To the Editor:
Percutaneous and surgical tracheostomy is safe in critically ill patients requiring prolonged mechanical ventilation (1–3). However, existing trial data are inconclusive regarding the optimal timing of tracheostomy (4, 5). This uncertainty has grown during the coronavirus disease (COVID-19) pandemic (6). Guidelines have recommended that tracheostomy be delayed later than most “late tracheostomy” arms of recent trials (1, 5, 7–12). This delay arises from uncertainty of patient benefit as well as concern for healthcare workers during aerosol-generating procedures (5, 13).

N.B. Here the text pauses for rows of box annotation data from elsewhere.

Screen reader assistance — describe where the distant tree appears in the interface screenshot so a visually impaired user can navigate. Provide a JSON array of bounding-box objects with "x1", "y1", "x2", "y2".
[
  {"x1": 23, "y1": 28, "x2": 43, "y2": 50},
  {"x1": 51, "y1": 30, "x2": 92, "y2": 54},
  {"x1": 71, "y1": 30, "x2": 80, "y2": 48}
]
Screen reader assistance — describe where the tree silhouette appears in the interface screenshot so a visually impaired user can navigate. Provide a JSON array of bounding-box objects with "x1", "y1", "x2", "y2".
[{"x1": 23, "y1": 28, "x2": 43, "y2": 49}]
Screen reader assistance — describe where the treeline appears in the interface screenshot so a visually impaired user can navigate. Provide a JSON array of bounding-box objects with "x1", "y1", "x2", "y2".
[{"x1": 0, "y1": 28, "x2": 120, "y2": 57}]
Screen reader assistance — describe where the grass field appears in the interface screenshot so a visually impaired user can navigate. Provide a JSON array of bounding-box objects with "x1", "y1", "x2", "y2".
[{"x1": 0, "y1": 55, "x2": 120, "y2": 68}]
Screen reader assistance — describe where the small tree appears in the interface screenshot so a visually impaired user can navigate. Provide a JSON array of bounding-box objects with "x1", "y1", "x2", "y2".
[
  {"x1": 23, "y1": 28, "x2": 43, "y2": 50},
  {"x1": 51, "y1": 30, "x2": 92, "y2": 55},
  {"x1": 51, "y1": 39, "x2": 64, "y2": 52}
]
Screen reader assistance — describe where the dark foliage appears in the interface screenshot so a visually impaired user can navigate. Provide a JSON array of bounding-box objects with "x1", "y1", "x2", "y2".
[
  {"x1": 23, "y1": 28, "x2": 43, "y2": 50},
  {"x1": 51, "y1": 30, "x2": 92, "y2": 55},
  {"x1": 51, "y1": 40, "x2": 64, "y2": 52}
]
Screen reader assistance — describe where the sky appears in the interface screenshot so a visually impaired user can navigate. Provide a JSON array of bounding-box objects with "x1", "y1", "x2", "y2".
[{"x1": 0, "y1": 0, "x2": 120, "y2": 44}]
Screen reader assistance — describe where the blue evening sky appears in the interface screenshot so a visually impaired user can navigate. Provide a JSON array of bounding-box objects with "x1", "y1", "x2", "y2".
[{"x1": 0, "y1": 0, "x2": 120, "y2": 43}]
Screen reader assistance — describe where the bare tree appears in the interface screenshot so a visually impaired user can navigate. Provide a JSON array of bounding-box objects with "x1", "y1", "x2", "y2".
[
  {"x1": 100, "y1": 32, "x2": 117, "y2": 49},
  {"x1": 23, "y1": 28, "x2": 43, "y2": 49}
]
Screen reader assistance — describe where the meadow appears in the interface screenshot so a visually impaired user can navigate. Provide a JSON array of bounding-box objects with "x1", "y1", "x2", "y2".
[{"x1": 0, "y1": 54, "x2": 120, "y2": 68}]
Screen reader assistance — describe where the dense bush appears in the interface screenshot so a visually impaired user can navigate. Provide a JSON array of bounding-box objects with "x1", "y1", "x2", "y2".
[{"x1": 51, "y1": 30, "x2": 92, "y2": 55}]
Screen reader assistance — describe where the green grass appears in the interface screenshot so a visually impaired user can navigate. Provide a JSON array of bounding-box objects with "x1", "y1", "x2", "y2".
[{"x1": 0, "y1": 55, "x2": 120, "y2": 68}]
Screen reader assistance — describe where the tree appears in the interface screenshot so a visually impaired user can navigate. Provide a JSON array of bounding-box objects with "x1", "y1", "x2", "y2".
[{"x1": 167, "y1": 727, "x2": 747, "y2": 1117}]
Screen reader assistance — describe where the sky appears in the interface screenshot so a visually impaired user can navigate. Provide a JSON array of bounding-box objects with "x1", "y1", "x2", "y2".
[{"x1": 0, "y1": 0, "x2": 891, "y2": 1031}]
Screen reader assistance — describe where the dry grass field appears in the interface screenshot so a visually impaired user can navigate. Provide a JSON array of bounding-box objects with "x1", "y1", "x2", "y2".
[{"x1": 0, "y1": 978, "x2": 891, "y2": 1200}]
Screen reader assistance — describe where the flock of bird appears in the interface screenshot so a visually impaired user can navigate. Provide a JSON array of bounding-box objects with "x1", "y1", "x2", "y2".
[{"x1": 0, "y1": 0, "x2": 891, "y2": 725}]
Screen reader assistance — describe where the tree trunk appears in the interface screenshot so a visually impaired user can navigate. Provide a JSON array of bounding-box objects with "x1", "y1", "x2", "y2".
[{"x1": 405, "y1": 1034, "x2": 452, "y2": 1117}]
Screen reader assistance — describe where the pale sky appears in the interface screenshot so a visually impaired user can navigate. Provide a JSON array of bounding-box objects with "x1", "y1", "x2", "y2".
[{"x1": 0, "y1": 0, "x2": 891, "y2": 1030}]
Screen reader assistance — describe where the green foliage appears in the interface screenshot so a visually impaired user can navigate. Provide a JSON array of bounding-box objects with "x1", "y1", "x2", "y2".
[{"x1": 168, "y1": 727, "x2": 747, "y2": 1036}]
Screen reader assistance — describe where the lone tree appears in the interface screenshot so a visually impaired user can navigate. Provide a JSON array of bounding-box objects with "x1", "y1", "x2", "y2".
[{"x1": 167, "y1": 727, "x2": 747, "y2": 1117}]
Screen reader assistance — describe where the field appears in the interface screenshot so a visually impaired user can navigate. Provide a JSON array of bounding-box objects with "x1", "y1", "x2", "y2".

It may be more challenging to sedate or achieve ventilator synchrony in the relatively younger, less comorbid populations with COVID-19 (14). We reviewed our institution’s experience with patients with COVID-19 undergoing tracheostomy placement at the discretion of the attending intensivist, to evaluate whether tracheostomy was associated with a reduction in sedation and analgesia administration.
Methods
Patients were included if they were at least 18 years of age, were positive for COVID-19 on a reverse transcriptase–polymerase chain reaction severe acute respiratory syndrome coronavirus 2 (SARS-CoV-2) test, and did not have another indication for deep sedation. The timing of tracheostomy was determined by the attending intensivist. Data were collected for the day of tracheostomy and 5 days before and after the procedure by two independent trained data abstractors blinded to each other’s results; differences were reconciled. Drug dosages were obtained by a pharmacist via electronic data abstraction. Opioids included fentanyl, oxycodone, morphine, and hydromorphone. Opioid doses were converted into intravenous fentanyl equivalents (100 mcg [0.1 mg] i.v. fentanyl = 1.5 mg i.v. hydromorphone = 5 mg oral hydromorphone = 20 mg oxycodone = 30 mg oral morphine = 10 mg i.v. morphine). Statistical analysis was done in Stata 16.1 (Code is in Appendix in the online supplement). Comparisons between before and after tracheostomy were implemented with multilevel regression with daily measurements nested within patient (e.g., using xtreg, fe for continuous outcomes and xtlogit, fe for dichotomous outcomes), with day of procedure omitted. Analyses controlling for change over time before tracheostomy were implemented as marginal spline testing for difference in slope before versus after tracheostomy.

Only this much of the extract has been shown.